Let us pause and plead with Rev. De Wolf even now after all the sad history that has transpired since he refused to retract his unbiblical statements. We would urge him in the love of God and in the love of the truth to use this department and tell us that he will no longer maintain those statements in their literal form.
It is not too late to do that! And all truly Protestant Reformed people would love him for it and thank God for it. There still is room for him in the Protestant Reformed Churches without his statements. And he would find out, too, that if he condemned those statements and would cast them from him, those who love the truth would not gloat over his having been humiliated into an acknowledgement of error, but that they would receive him as a brother to whom our gracious God has in his mercy given an exceeding great measure of spiritual strength. How could they gloat over his being humiliated. It is not humiliating to confess sin and error, it is a sign of spiritual strength. Confessing error is not weakness. Maintaining error is weakness.
Incidentally, he need not be concerned about the feelings and attitude of those who protested against these statements which he made. The idea never was, as some—who ought to know better—so naively put it, that he must make a “conciliatory apology” to these men. It was not their feelings that were hurt. It was not that they or Classis East felt personally offended by those statements. The offense in them is that they are an insult to God! They relegate him to the background! They put man before him! That is why Classis East said that they must be condemned. Rev. De Wolf, take away those insults to God!

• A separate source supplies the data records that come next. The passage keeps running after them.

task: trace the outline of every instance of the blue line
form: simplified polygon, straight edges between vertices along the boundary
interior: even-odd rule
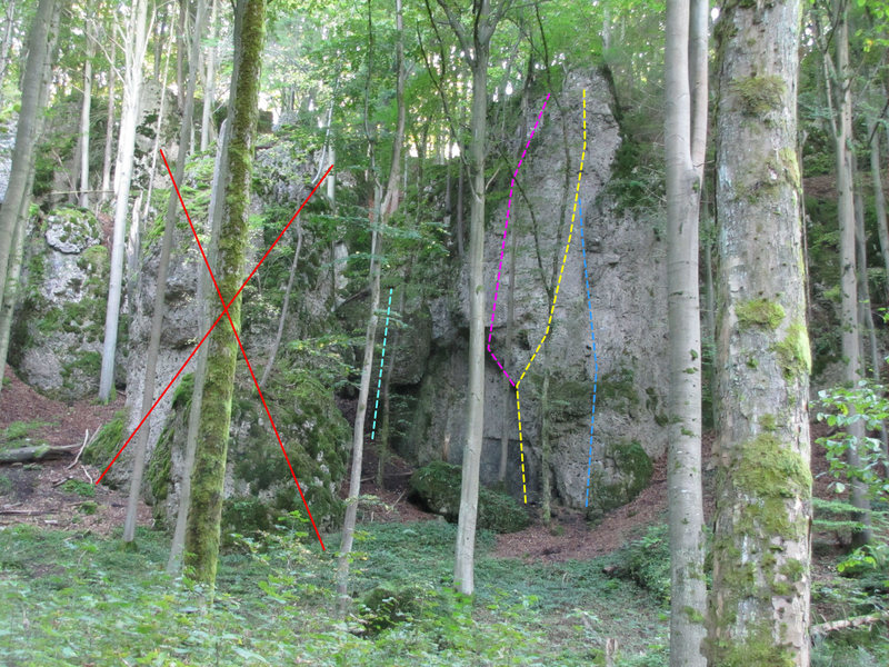
[[[386,339],[389,336],[389,311],[392,309],[392,288],[389,288],[389,303],[386,306],[386,328],[382,331],[382,352],[380,354],[380,376],[377,378],[377,402],[373,404],[373,426],[370,429],[370,441],[377,436],[377,408],[380,407],[380,385],[382,385],[382,364],[386,360]]]
[[[587,504],[590,506],[590,487],[592,486],[592,427],[596,424],[596,385],[599,380],[599,359],[596,356],[596,331],[592,328],[592,297],[590,296],[590,279],[587,275],[587,246],[583,241],[583,213],[578,201],[578,217],[580,218],[580,249],[583,251],[583,282],[587,285],[587,302],[590,307],[590,337],[592,338],[592,416],[590,417],[590,454],[587,458]]]

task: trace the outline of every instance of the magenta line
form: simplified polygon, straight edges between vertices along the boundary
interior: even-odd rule
[[[509,183],[509,199],[507,200],[507,222],[503,227],[503,242],[500,246],[500,261],[497,265],[497,285],[493,288],[493,309],[491,310],[491,329],[488,331],[488,352],[491,355],[491,358],[497,364],[498,368],[503,371],[503,375],[507,376],[509,384],[513,387],[516,382],[512,381],[512,378],[509,377],[507,369],[503,368],[503,365],[500,364],[500,360],[495,356],[493,351],[491,350],[491,337],[493,336],[493,316],[497,312],[497,292],[500,289],[500,269],[503,267],[503,253],[507,249],[507,231],[509,231],[509,209],[512,207],[512,188],[516,185],[516,177],[519,175],[519,168],[521,163],[525,161],[525,155],[528,152],[528,147],[531,146],[531,139],[535,138],[535,132],[537,131],[537,126],[540,123],[540,119],[543,118],[543,110],[547,108],[547,102],[549,101],[549,93],[547,93],[547,99],[543,100],[543,106],[540,109],[540,113],[537,116],[537,122],[535,122],[535,127],[531,130],[531,135],[528,137],[528,143],[525,145],[525,150],[521,151],[521,157],[519,158],[519,163],[516,166],[516,171],[512,173],[512,181]],[[516,277],[512,276],[512,280]]]

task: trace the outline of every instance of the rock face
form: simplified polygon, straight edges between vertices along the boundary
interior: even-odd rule
[[[573,213],[585,146],[583,89],[586,153],[580,202]],[[646,478],[645,457],[660,456],[667,445],[667,432],[662,428],[666,424],[663,388],[667,386],[666,248],[650,221],[617,215],[608,198],[602,196],[620,143],[618,126],[609,110],[611,98],[606,81],[598,76],[571,77],[560,101],[561,107],[550,100],[543,112],[518,171],[511,202],[509,179],[507,193],[489,195],[489,202],[498,203],[489,205],[486,230],[486,322],[490,327],[500,271],[490,349],[505,369],[491,355],[487,356],[481,475],[485,484],[497,481],[501,435],[508,432],[506,484],[513,495],[521,497],[516,392],[505,370],[513,380],[525,372],[520,382],[525,476],[529,500],[538,498],[542,474],[540,399],[542,377],[548,370],[552,457],[547,474],[551,476],[553,491],[567,505],[586,505],[592,448],[590,505],[613,507],[640,490],[637,479]],[[535,119],[542,103],[543,99],[538,99],[530,104]],[[520,155],[526,142],[527,137],[521,138],[520,146],[517,140],[511,147],[512,153]],[[567,176],[566,143],[570,156]],[[509,230],[505,239],[507,206]],[[581,219],[592,297],[591,317],[581,249]],[[562,271],[569,232],[570,246]],[[513,283],[509,271],[512,235],[518,235],[515,315],[512,346],[506,349],[507,300]],[[561,280],[552,325],[547,334],[551,299],[541,278],[550,282],[553,266],[557,275],[561,272]],[[468,266],[453,261],[440,271],[439,281],[438,292],[427,305],[414,305],[412,311],[408,308],[409,321],[414,326],[393,355],[396,368],[399,368],[398,380],[393,378],[393,381],[399,381],[400,389],[412,396],[408,410],[401,416],[410,422],[401,450],[416,456],[421,465],[437,459],[459,464],[466,439]],[[550,290],[553,289],[550,285]],[[596,336],[595,355],[590,319]],[[545,334],[546,345],[537,351]],[[424,364],[416,360],[418,350],[428,350]],[[410,362],[402,364],[402,359]],[[416,381],[418,375],[419,382]],[[590,445],[593,388],[596,415]],[[625,456],[630,448],[632,456]]]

If you love God—and we do not want to believe that you do not—then fight with us against such statements which deny that he is God!
You have erred. Nothing strange about that. We all do. John says that “if we say that we have not sinned, we make him a liar.” Nothing strange for a man in an important office such as you occupied in what we call the “mother Church” of our denomination. Men in higher positions erred. David did! Peter had to be rebuked to his face by Paul because of a grievous error! But the strength of these men was not that they maintained themselves in their errors. Their spiritual strength was in this that they broke away from their errors. May God grant you that spiritual strength and courage!
We were told that you preached a Protestant Reformed sermon on “Predestination Unto Adoption” based on Ephesians 1:5. Give us all the benefit of that sermon. Use this department and on its pages hold that wonderful truth before our eyes, and show us that because of this wonderful truth, which does not relegate God and his Christ to the background, those statements of yours cannot stand, and that you are convinced now that they must be condemned as elevating man to a position where he may not and cannot stand.
Do that in his fear.
In his fear you will have no fear of what men may say and do. In his fear you will have joy and peace. In his fear you can, by God’s grace, perform a great work, a blessed work. You can lead many erring sheep back to the fold of Christ and bring peace and joy to many confused minds.
The word of God is uncompromisingly distinct. And the distinguishing marks of the true church, also according to Art. 29 of the Belgic Confession, show an exceedingly distinct church. In the fear of him who is himself a distinct God, lead his people back from a movement that seeks to cut off the sharp corners of his antithesis. He is a light and in him is no shadow of turning. And he says, “Be ye holy even as I am holy.” THAT IS A VERY DISTINCT CHURCH! And your text of Ephesians 1:5 preaches a very distinct truth and a distinct church.
Be not afraid to do things in his fear.